Do I even have what it takes to get into a quant program?

I don't mind the application process but I wouldn't want to spend the money if there is very little to no shot of actually getting in.

I have been reading these boards long enough to know that you all get a lot of these, so any recommendations and opinions are greatly appreciated!

Thanks
 
Last edited:
Some real analysis would be useful. Think of real analysis as calc but based on properties of the real numbers rather than geometric or physical intuition. A course in numerical analysis would also come in handy. Otherwise I can´t see anything lacking.
 
Thank you for your reply!

Do you feel the lack of actual course work in these areas would disqualify me from the MFE programs? Or could it be self taught?( I taught myself calc I/II over a highschool summer so I could take calc based physics, so self learning shouldn't be an issue)

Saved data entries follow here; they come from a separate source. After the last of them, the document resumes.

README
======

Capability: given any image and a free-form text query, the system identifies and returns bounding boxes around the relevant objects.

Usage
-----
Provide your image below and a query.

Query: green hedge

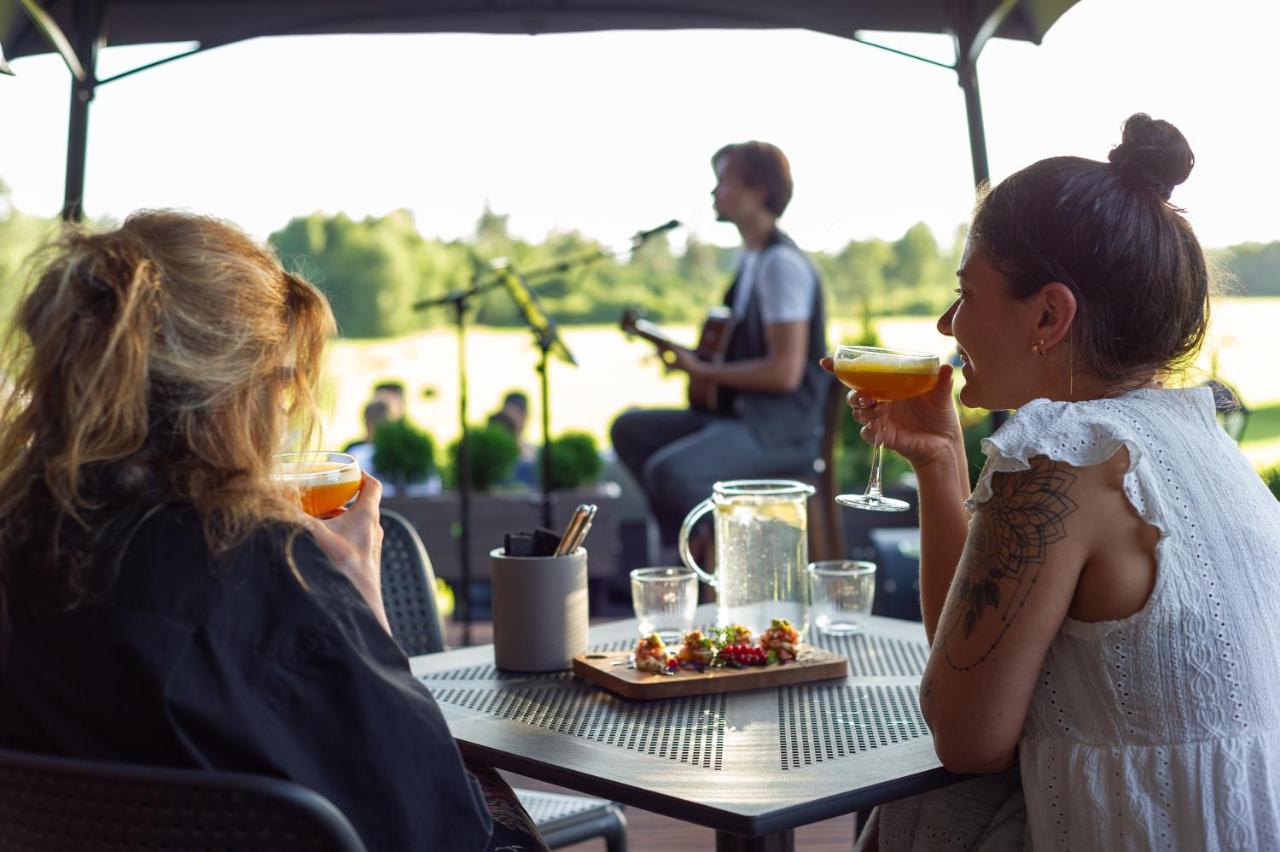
[444,423,520,492]
[372,419,436,485]
[1260,465,1280,501]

Thanks again for the input!
 
Thank you for your reply!

Do you feel the lack of actual course work in these areas would disqualify me from the MFE programs? Or could it be self taught?( I taught myself calc I/II over a highschool summer so I could take calc based physics, so self learning shouldn't be an issue)

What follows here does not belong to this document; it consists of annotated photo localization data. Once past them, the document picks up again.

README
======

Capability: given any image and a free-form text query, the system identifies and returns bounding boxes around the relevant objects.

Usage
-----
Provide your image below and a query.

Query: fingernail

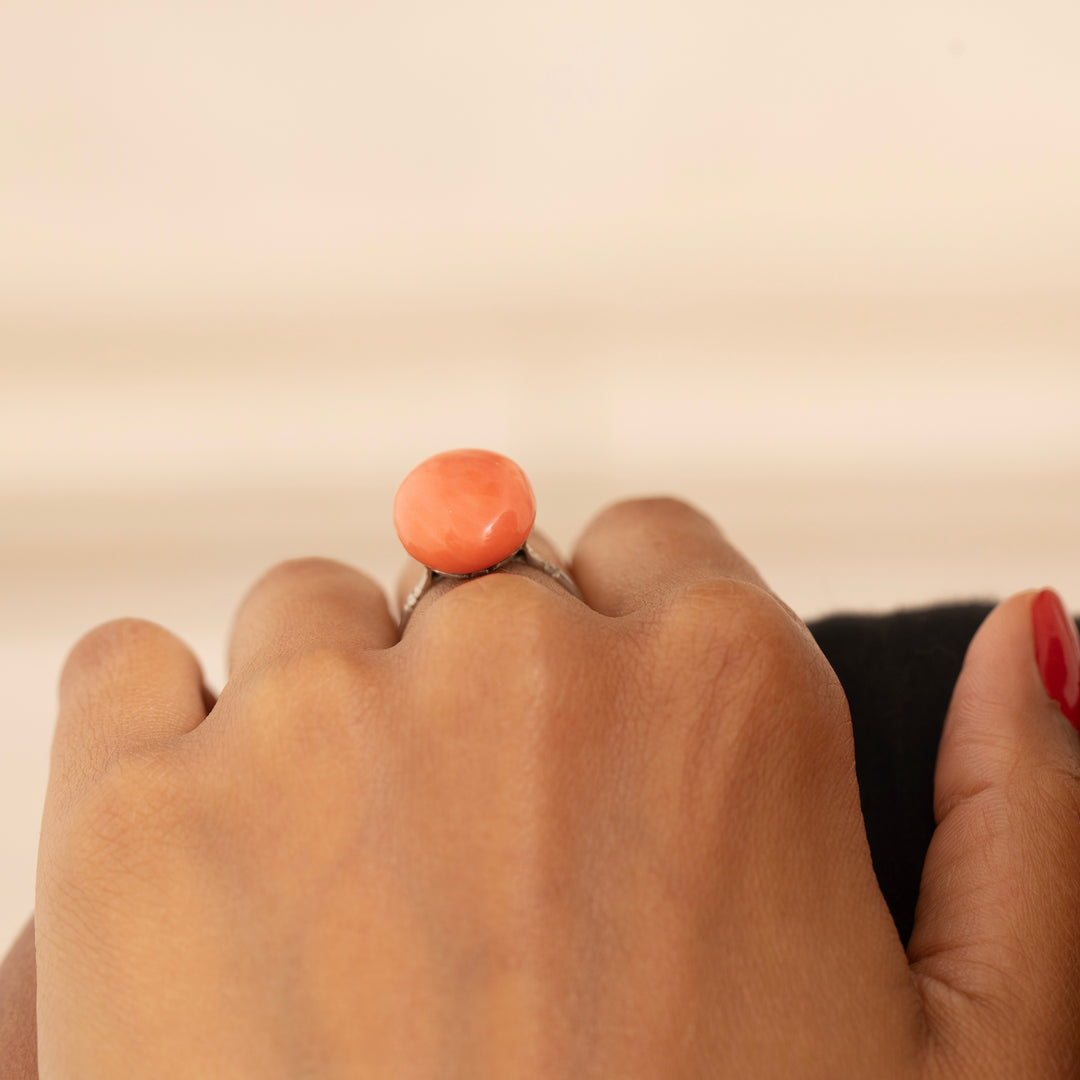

Thanks again for the input!

It's all self-teachable. If you attend a formal course you still usually teach yourself -- it's not as if you're getting personalised one-on-one attention, and the lectures can often be dull, uninspired, or even indecipherable. Often the only advantage of a formal course is that it imposes the discipline of a forced march on a student.

For an autodidact the only really hurdle is to stumble serendipitously across the right texts. There are a number of such books for real analysis (which I can't name as I'm currently separated from my library by a few thousand miles). Just remember the key motivation for real analysis: initially it's the same topics as calc except on the rigorous foundation of the structure of the real numbers. Thus, for example, the intermediate value theorem is proved rigorously; the derivative and integral (Riemann or Lebesgue) are defined without reference to tangent lines, rates of change or areas; and the mean value theorem is proved rigorously. With regard to why we bother with rigor for this subject matter, it's because it allows us to extend the theory to areas where intuition leads us astray.
 
Why do you want to switch to careers-- what background/experience do you have with finance?
 
Well as an engineer what i most loved most was the analysis tool/modeling and simulation development, but as time progressed my abilities were getting throttled by the limited need. What I love most is mathematics, I've taught calculus through DE because I enjoy it so much. The quant career seemed like a perfect fit for my love of programming and math, the finance aspect is the icing on the cake! Background is limited to simple cost account management finance wise. when I was looking at jobs over the last year with matlab development, all of the quant jobs were fascinating with their application to the financial world. So I did more research and decided it was a worthy endeavor. Make sense?